Based on her relational resilience research, Dr. Landau with University of Rochester faculty, developed the Evidence-Based, Best-Practice Transitional Family Therapy (TFT). This was the first integrative model of family therapy. Based on TFT, they developed protocols at individual, family, and community level. These include LINC Community Resilience, ARISE Comprehensive Care with Invitational Intervention (a method for engaging and treating addicted individuals and their families), and LIFE (applied to reducing intimate partner violence, STDs/HIV/AIDS, and addiction in inner city and minority women). Dr. Landau took early retirement to apply these methods in the “real world.” She has conducted numerous country and state-wide community interventions, executive and business interventions, and several thousand individual and family interventions.

Author and co-author of over 200 peer-reviewed publications and books, she has taught in more than 90 countries, and trained several thousand therapists, interventionists and trainers. Her ground-breaking book, AIDS, Health and Mental Health, won the international Choice Library award. Dr. Landau has consulted to and been principal investigator on research conducted through WHO, NIDA, NIAAA, SAMHSA, CDC & P and EAR. Dr. Landau has consulted to the UN and WHO (most recently to the Public Health section about communities dealing with the COVID-19 pandemic).

Dr. Landau has served as consultant to national and international universities, and international governments including Argentina, South Africa, Hong Kong, Hungary, Brazil, Taiwan, countries in former Yugoslavia (most recently Kosovo), and to a United States Congressional Committee on prevention of consequences of mass disaster. She currently serves as a consultant to the WHO Department of Mental Health and Substance Abuse, Geneva and the United Nations Office on Drugs and Crime (UNODC) Prevention, Treatment and Rehabilitation Section (PTRS). Vienna. She is a frequent consultant to treatment centers, colleagues, clients, families, and family businesses around the world.
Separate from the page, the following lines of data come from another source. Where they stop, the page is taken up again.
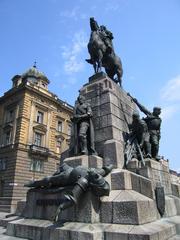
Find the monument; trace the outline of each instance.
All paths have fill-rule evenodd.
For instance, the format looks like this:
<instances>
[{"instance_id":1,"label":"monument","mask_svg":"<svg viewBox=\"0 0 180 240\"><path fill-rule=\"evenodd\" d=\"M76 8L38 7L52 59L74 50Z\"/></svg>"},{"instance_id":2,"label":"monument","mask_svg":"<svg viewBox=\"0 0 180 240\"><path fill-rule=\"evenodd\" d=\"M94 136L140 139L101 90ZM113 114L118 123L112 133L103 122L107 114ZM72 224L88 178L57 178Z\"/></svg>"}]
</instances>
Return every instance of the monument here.
<instances>
[{"instance_id":1,"label":"monument","mask_svg":"<svg viewBox=\"0 0 180 240\"><path fill-rule=\"evenodd\" d=\"M160 109L149 112L122 89L113 34L94 18L90 28L87 62L95 74L75 103L69 156L53 176L27 183L24 210L18 219L4 220L7 234L33 240L179 239L180 185L158 156ZM147 118L140 119L136 105Z\"/></svg>"}]
</instances>

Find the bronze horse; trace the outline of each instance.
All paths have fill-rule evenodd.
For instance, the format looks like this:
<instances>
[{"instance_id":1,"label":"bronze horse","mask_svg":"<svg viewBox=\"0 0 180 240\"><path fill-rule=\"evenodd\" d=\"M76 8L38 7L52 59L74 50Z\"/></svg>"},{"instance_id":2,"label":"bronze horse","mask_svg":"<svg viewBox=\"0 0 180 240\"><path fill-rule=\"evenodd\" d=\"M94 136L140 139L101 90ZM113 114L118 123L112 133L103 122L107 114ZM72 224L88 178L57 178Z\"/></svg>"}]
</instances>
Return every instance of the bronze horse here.
<instances>
[{"instance_id":1,"label":"bronze horse","mask_svg":"<svg viewBox=\"0 0 180 240\"><path fill-rule=\"evenodd\" d=\"M113 47L110 49L102 40L100 28L93 18L90 18L90 26L91 35L87 47L91 59L86 61L93 64L95 73L100 72L104 67L107 75L121 86L123 69L120 58L115 54ZM115 75L117 79L114 79Z\"/></svg>"}]
</instances>

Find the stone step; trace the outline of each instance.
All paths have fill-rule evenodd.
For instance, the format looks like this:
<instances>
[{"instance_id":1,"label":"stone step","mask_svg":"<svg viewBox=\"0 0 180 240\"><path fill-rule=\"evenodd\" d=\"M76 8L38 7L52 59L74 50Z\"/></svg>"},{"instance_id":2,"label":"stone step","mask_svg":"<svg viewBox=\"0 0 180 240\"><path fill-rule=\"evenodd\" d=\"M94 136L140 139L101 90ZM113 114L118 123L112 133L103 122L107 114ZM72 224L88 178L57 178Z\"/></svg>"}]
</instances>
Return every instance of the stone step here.
<instances>
[{"instance_id":1,"label":"stone step","mask_svg":"<svg viewBox=\"0 0 180 240\"><path fill-rule=\"evenodd\" d=\"M169 238L169 240L180 240L180 235L176 235L172 238Z\"/></svg>"},{"instance_id":2,"label":"stone step","mask_svg":"<svg viewBox=\"0 0 180 240\"><path fill-rule=\"evenodd\" d=\"M77 222L53 225L48 220L19 219L8 223L7 234L30 240L175 240L179 236L173 221L166 218L143 225Z\"/></svg>"},{"instance_id":3,"label":"stone step","mask_svg":"<svg viewBox=\"0 0 180 240\"><path fill-rule=\"evenodd\" d=\"M8 204L10 205L12 201L12 198L10 197L0 197L0 205Z\"/></svg>"},{"instance_id":4,"label":"stone step","mask_svg":"<svg viewBox=\"0 0 180 240\"><path fill-rule=\"evenodd\" d=\"M5 217L5 218L2 218L2 219L0 219L0 226L2 226L2 227L7 227L7 224L9 223L9 222L11 222L11 221L14 221L14 220L17 220L17 219L19 219L20 217L19 216L10 216L10 217L8 217L8 215Z\"/></svg>"},{"instance_id":5,"label":"stone step","mask_svg":"<svg viewBox=\"0 0 180 240\"><path fill-rule=\"evenodd\" d=\"M6 212L10 213L11 212L11 205L0 205L0 212Z\"/></svg>"},{"instance_id":6,"label":"stone step","mask_svg":"<svg viewBox=\"0 0 180 240\"><path fill-rule=\"evenodd\" d=\"M145 224L160 218L156 202L133 190L112 190L101 198L100 221L117 224Z\"/></svg>"},{"instance_id":7,"label":"stone step","mask_svg":"<svg viewBox=\"0 0 180 240\"><path fill-rule=\"evenodd\" d=\"M151 180L125 169L114 169L111 173L111 190L134 190L155 199Z\"/></svg>"},{"instance_id":8,"label":"stone step","mask_svg":"<svg viewBox=\"0 0 180 240\"><path fill-rule=\"evenodd\" d=\"M179 205L177 205L179 203ZM178 215L180 209L180 199L175 199L173 196L165 196L165 213L164 217L173 217Z\"/></svg>"}]
</instances>

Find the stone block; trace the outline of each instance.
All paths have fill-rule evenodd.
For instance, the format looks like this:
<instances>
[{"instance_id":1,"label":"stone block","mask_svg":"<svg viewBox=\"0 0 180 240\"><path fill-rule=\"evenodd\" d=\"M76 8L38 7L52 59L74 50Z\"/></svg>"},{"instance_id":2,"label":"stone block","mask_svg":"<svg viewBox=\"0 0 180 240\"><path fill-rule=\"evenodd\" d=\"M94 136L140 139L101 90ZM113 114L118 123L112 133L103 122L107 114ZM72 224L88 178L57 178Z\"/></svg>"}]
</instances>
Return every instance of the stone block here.
<instances>
[{"instance_id":1,"label":"stone block","mask_svg":"<svg viewBox=\"0 0 180 240\"><path fill-rule=\"evenodd\" d=\"M124 145L116 140L107 140L104 143L104 164L113 164L115 168L124 166Z\"/></svg>"},{"instance_id":2,"label":"stone block","mask_svg":"<svg viewBox=\"0 0 180 240\"><path fill-rule=\"evenodd\" d=\"M113 138L112 127L100 128L95 131L95 142L106 141Z\"/></svg>"},{"instance_id":3,"label":"stone block","mask_svg":"<svg viewBox=\"0 0 180 240\"><path fill-rule=\"evenodd\" d=\"M59 193L29 191L27 194L27 204L25 211L23 212L23 216L27 218L52 221L59 204L64 198L64 193L67 191L67 188ZM41 204L39 204L40 202ZM61 214L59 214L59 220L62 222L99 222L99 210L99 198L91 192L87 192L84 194L81 202L77 206L73 206L62 211Z\"/></svg>"},{"instance_id":4,"label":"stone block","mask_svg":"<svg viewBox=\"0 0 180 240\"><path fill-rule=\"evenodd\" d=\"M155 199L154 187L151 180L137 174L131 173L132 189L146 197Z\"/></svg>"},{"instance_id":5,"label":"stone block","mask_svg":"<svg viewBox=\"0 0 180 240\"><path fill-rule=\"evenodd\" d=\"M111 191L110 196L101 201L103 223L136 225L155 221L158 217L155 201L132 190Z\"/></svg>"},{"instance_id":6,"label":"stone block","mask_svg":"<svg viewBox=\"0 0 180 240\"><path fill-rule=\"evenodd\" d=\"M130 162L127 164L127 169L132 171L134 170L136 172L136 169L138 169L139 161L135 158L133 158Z\"/></svg>"},{"instance_id":7,"label":"stone block","mask_svg":"<svg viewBox=\"0 0 180 240\"><path fill-rule=\"evenodd\" d=\"M113 222L113 201L120 193L120 190L114 190L109 196L101 197L100 221L102 223Z\"/></svg>"},{"instance_id":8,"label":"stone block","mask_svg":"<svg viewBox=\"0 0 180 240\"><path fill-rule=\"evenodd\" d=\"M128 240L130 232L134 226L132 225L120 225L120 224L112 224L105 229L105 239L108 240Z\"/></svg>"},{"instance_id":9,"label":"stone block","mask_svg":"<svg viewBox=\"0 0 180 240\"><path fill-rule=\"evenodd\" d=\"M171 183L172 195L180 197L180 185Z\"/></svg>"},{"instance_id":10,"label":"stone block","mask_svg":"<svg viewBox=\"0 0 180 240\"><path fill-rule=\"evenodd\" d=\"M131 173L124 169L115 169L111 173L112 190L132 190Z\"/></svg>"},{"instance_id":11,"label":"stone block","mask_svg":"<svg viewBox=\"0 0 180 240\"><path fill-rule=\"evenodd\" d=\"M103 166L103 160L101 157L95 155L81 155L64 159L64 162L71 167L76 167L78 165L84 167L101 168Z\"/></svg>"},{"instance_id":12,"label":"stone block","mask_svg":"<svg viewBox=\"0 0 180 240\"><path fill-rule=\"evenodd\" d=\"M164 217L172 217L177 215L175 199L165 196L165 214Z\"/></svg>"}]
</instances>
A Senior Fulbright Visiting Scholar, and Fellow of Orthopsychiatry Association, AAMFT and NCFR, she is the recipient of awards for AAMFT’s Outstanding Contribution to the Field of Marriage and Family Therapy, AFTA’s Innovative Contribution to Family Therapy, The Winter Leadership Symposium’s Lifetime Achievement award, Association of Intervention Specialists, Interventionist of the year, 2023, Harmony Foundation’s Trailblazer award. She is past president of the International Family Therapy Association (IFTA) and has served on numerous editorial boards, and national and international association boards. She has been listed in Marquis Who’s Who in the World and holds the Albert Nelson Marquis Lifetime Achievement Award. Aside from all this, Judith is an “Isangoma” or traditional African healer and a member of 4 Winds Indigenous Healers, an organization committed to bridging traditional wisdom and western science. And, if you haven’t seen it yet, do watch her TEDX talk, Family Stories, Secrets and Survival about family resilience, trauma, addiction, and mental health.